Portfolios, Used Well, Are Transformational

My entire career has been about the enhancement of learning and teaching. It began in graduate school when I noticed that how we teach does not necessarily match what we say we believe about learning. It was as if we unconsciously imitate the teaching we have received, rather than exploring the learning we yearn for.

In the early 90s I became a business expert for what was to become the Open Source Portfolio (OSP) in Sakai. Since then I have interacted with a great many institutions experimenting, succeeding, and in some cases failing, with ePortfolios. The failures seem to happen when leadership expects the tool to create the transformation, rather than understanding that transforming how we foster learning requires continued strategizing for change.

Since the 1950s and more recently on National Public Radio, a series of This I Believe essays have helped us separate what truly matters from what does not.

I believe that portfolios, used well, are transformational.

  • Portfolios are a tool for educational change that can be student-focused, assessment-minded, reflective, integrative, and socially interactive, When student learning is the focus of a portfolio implementation and students are enlisted in the process of assessing their own learning, the resulting assessment data is richer and more illustrative of how learning takes place. When students are encouraged to reflect upon their learning and integrate it across and beyond the curriculum, they own that learning and are able to plan for the progression of learning throughout their lives. When students share their learning and seek feedback from peers, parents, mentors, and future employers, they become more aware of how others see them and how they see themselves.
  • Portfolios promote an awareness of meta-levels of learning. The best way I know to explain this concept is to refer back to my own field of language learning and teaching. Language learners are most successful when they become conscious of the structure and customs of a language. Language teachers need that same consciousness but also require an understanding of how learners interact with language. Those who teach language teachers how to teach require both types of awareness plus an understanding of how teachers develop and achieve excellence in relation to the learning of their students. In a similar fashion, portfolios can help students re-purpose their their earlier learning for application to increasing complex layers of understanding.
  • Portfolio software can be productively built, owned, and shared by the international educational community. The Open Source Portfolio community is an excellent example of this process. Institutional representatives with functional and technical skills collaborate on-line, by phone, and in person on a regular basis to support the current functionality and plan for future enhancements. The Sakai Foundation provides supportive personnel and collaborative on-line and face-to-face environments to shelter and encourage OSP community collaboration.
  • Institutions chart their own futures by customizing software to represent their own unique educational processes.
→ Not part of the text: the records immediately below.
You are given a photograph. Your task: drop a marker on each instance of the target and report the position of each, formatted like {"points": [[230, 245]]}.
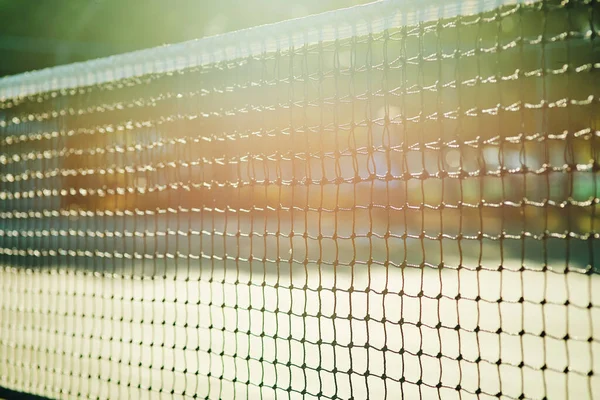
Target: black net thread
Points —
{"points": [[409, 214]]}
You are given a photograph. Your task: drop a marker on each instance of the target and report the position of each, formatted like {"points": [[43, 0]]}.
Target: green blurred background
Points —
{"points": [[36, 34]]}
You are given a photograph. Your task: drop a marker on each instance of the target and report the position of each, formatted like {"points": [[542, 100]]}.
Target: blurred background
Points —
{"points": [[41, 34]]}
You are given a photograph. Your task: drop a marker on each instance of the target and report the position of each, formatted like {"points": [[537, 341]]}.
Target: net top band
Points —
{"points": [[333, 25]]}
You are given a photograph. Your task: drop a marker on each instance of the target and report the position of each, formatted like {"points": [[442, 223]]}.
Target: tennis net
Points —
{"points": [[395, 200]]}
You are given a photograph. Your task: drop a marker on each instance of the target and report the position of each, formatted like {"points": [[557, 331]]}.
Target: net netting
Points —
{"points": [[390, 201]]}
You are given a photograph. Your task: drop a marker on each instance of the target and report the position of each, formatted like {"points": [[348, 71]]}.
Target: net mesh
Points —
{"points": [[407, 213]]}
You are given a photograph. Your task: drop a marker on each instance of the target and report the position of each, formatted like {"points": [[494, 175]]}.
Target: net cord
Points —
{"points": [[339, 24]]}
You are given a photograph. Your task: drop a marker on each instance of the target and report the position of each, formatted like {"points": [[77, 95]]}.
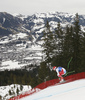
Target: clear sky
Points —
{"points": [[28, 7]]}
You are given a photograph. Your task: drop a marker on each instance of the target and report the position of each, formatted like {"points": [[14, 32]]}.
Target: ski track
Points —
{"points": [[75, 88]]}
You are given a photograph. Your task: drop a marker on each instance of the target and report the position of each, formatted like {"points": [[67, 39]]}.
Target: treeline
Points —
{"points": [[60, 45]]}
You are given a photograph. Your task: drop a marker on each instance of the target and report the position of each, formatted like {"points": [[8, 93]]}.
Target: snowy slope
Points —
{"points": [[70, 91], [4, 90]]}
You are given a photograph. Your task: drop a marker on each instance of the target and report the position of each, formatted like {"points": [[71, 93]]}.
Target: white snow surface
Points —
{"points": [[69, 91], [4, 90]]}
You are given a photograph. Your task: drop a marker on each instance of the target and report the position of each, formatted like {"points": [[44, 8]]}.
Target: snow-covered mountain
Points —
{"points": [[20, 36], [6, 92]]}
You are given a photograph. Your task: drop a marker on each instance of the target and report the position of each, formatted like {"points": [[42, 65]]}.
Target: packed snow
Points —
{"points": [[4, 90], [69, 91]]}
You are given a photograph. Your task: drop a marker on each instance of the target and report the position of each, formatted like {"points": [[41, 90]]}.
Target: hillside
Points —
{"points": [[20, 42]]}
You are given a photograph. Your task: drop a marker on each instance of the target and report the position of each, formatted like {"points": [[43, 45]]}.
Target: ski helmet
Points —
{"points": [[54, 67]]}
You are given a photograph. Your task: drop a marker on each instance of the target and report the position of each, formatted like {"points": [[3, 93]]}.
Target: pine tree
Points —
{"points": [[76, 44], [48, 44]]}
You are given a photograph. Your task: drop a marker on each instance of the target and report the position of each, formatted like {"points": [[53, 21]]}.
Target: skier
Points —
{"points": [[60, 71]]}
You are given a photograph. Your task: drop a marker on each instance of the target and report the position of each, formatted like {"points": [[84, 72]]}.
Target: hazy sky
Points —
{"points": [[28, 7]]}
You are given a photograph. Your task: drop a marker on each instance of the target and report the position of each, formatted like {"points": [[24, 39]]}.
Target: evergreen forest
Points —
{"points": [[60, 45]]}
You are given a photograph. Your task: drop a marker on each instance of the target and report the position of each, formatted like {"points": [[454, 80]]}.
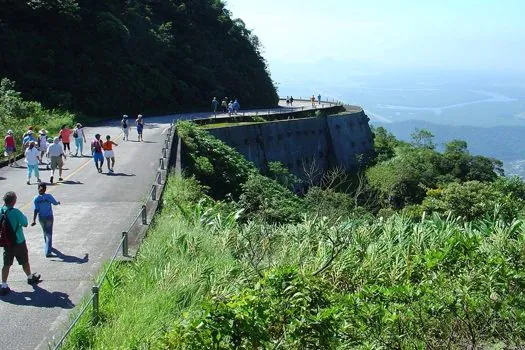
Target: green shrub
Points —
{"points": [[214, 164], [283, 308], [265, 199]]}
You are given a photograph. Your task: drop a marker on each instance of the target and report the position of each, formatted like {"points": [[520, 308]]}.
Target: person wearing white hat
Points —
{"points": [[125, 127], [80, 138], [10, 148], [56, 153]]}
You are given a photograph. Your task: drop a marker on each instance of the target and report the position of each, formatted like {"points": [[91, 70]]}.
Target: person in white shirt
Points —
{"points": [[80, 138], [32, 160], [56, 152]]}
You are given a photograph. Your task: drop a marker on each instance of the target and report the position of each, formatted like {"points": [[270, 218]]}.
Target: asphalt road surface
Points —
{"points": [[95, 208]]}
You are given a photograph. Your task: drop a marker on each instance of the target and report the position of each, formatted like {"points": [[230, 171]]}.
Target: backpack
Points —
{"points": [[7, 235]]}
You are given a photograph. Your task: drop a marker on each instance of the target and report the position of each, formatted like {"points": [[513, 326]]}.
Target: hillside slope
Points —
{"points": [[106, 57]]}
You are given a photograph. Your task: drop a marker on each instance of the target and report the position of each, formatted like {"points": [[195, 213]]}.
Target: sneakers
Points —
{"points": [[34, 279]]}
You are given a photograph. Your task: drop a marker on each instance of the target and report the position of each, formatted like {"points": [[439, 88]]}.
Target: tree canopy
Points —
{"points": [[108, 57]]}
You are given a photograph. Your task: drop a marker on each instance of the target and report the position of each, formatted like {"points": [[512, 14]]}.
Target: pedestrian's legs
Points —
{"points": [[5, 273], [37, 174], [29, 172], [47, 229]]}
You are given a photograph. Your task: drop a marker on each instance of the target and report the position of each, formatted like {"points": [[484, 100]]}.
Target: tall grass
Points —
{"points": [[395, 283]]}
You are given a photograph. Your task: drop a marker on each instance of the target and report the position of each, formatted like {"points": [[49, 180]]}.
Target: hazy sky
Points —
{"points": [[450, 34]]}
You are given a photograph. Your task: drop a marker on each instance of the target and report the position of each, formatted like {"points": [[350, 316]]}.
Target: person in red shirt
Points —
{"points": [[65, 134], [10, 148]]}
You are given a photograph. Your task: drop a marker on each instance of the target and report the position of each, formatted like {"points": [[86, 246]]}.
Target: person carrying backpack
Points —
{"points": [[42, 205], [96, 151], [12, 239], [124, 126]]}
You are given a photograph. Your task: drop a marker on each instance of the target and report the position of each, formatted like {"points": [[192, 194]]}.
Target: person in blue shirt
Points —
{"points": [[27, 139], [43, 208], [17, 221]]}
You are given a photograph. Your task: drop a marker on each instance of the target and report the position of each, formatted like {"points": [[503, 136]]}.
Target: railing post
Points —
{"points": [[144, 218], [154, 192], [125, 243], [95, 291]]}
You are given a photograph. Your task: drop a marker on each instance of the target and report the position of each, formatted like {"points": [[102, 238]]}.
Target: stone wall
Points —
{"points": [[311, 143]]}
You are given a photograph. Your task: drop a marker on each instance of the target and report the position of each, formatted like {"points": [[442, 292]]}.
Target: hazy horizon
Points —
{"points": [[450, 35]]}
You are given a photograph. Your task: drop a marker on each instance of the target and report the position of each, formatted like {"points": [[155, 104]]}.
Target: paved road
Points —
{"points": [[95, 209]]}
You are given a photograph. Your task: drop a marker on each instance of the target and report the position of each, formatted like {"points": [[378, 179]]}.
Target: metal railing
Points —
{"points": [[123, 245]]}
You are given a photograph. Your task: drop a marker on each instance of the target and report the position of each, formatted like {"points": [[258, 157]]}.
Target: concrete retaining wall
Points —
{"points": [[319, 143]]}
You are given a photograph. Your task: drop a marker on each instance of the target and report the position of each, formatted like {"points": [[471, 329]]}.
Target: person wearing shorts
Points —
{"points": [[140, 127], [65, 135], [80, 138], [108, 153], [96, 151], [55, 153], [17, 220], [42, 205], [10, 148], [125, 127], [32, 160]]}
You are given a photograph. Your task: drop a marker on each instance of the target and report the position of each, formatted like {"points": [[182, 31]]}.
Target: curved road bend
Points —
{"points": [[95, 209]]}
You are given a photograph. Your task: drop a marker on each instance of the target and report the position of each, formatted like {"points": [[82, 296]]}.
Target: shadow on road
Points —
{"points": [[119, 174], [70, 258], [143, 141], [39, 297], [70, 182]]}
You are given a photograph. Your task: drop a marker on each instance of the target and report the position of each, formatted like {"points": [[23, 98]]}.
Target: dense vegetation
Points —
{"points": [[105, 58], [264, 268], [17, 114]]}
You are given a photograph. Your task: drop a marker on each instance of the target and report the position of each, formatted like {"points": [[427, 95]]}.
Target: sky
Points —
{"points": [[477, 35]]}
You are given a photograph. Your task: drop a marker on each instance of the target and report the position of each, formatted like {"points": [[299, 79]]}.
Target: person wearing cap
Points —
{"points": [[140, 127], [28, 138], [32, 160], [42, 145], [125, 127], [57, 156], [108, 153], [80, 138], [10, 148], [96, 151], [65, 135], [18, 250]]}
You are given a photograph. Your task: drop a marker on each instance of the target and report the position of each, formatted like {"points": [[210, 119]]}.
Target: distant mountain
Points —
{"points": [[506, 143]]}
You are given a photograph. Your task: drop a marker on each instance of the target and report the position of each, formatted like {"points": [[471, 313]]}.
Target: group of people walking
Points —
{"points": [[231, 107], [53, 151], [12, 223]]}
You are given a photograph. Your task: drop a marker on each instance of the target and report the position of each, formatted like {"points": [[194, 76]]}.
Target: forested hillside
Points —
{"points": [[108, 57]]}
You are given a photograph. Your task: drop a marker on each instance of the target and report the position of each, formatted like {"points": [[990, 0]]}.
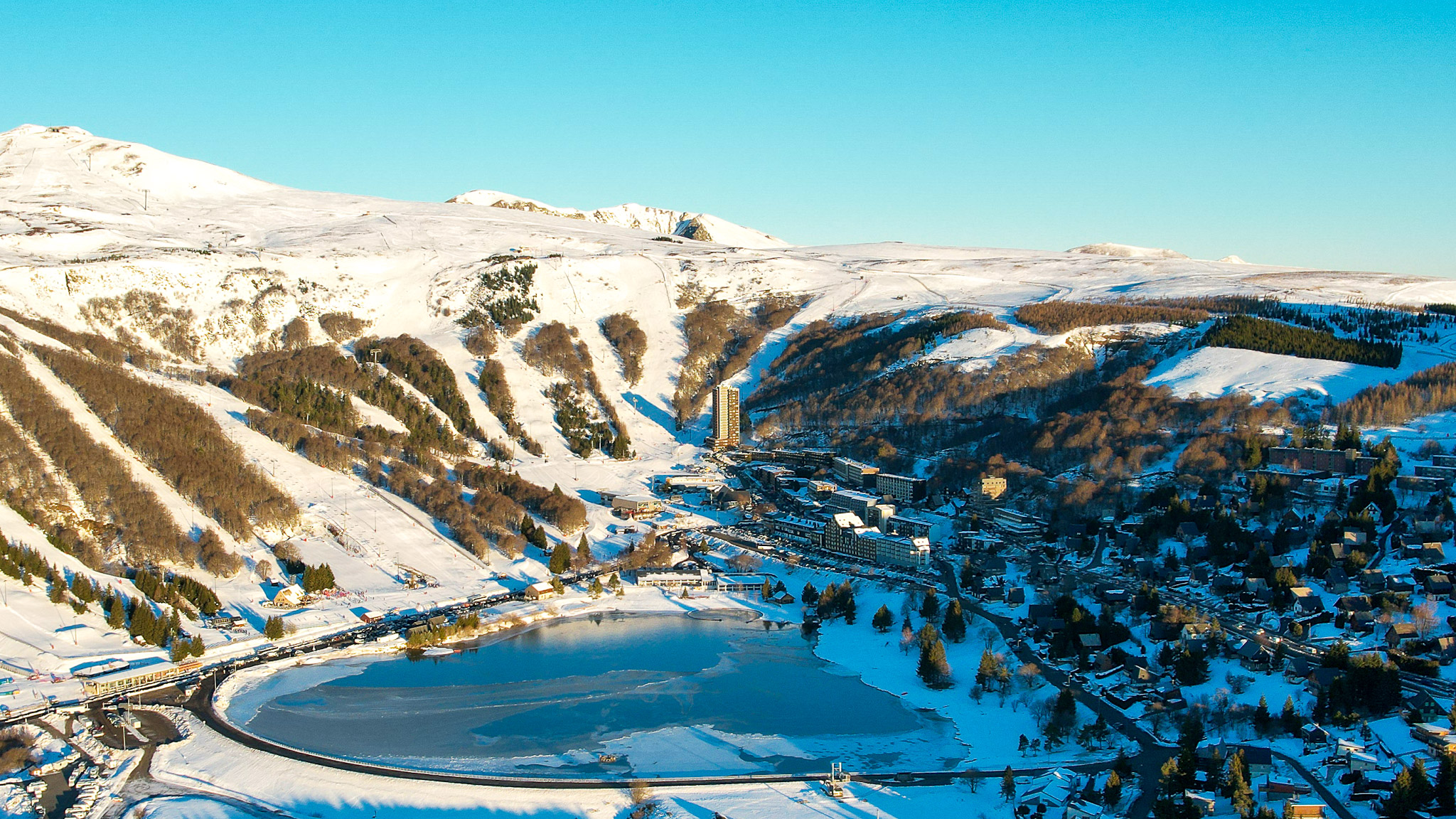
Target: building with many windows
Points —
{"points": [[900, 487], [725, 419], [855, 474]]}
OSP out-of-the-box offers a variety of ways to implement a portfolio process. A productive portfolio process takes into account the roles of instructors, learners, reviewers, and evaluators in collecting, reflecting upon, and assessing artifacts of learning. The hard work of a group of teachers collaborating to understand and apply their educational process to a portfolio implementation pays off when students more clearly understand their own role in learning.
  • Students who fully participate in the portfolio process build their virtual identity, own their learning process, apply their values and skills to the world, and represent the depth and breadth of their learning to others. Viewing the portfolio of a student who has assumed responsibility for his or her own learning is a truly powerful experience. One gets the sense of a person who knows who he or she is and who courageously and enthusiastically faces a future of possibility and promise. What better way to launch learners into a world of potential opportunity for growth and change.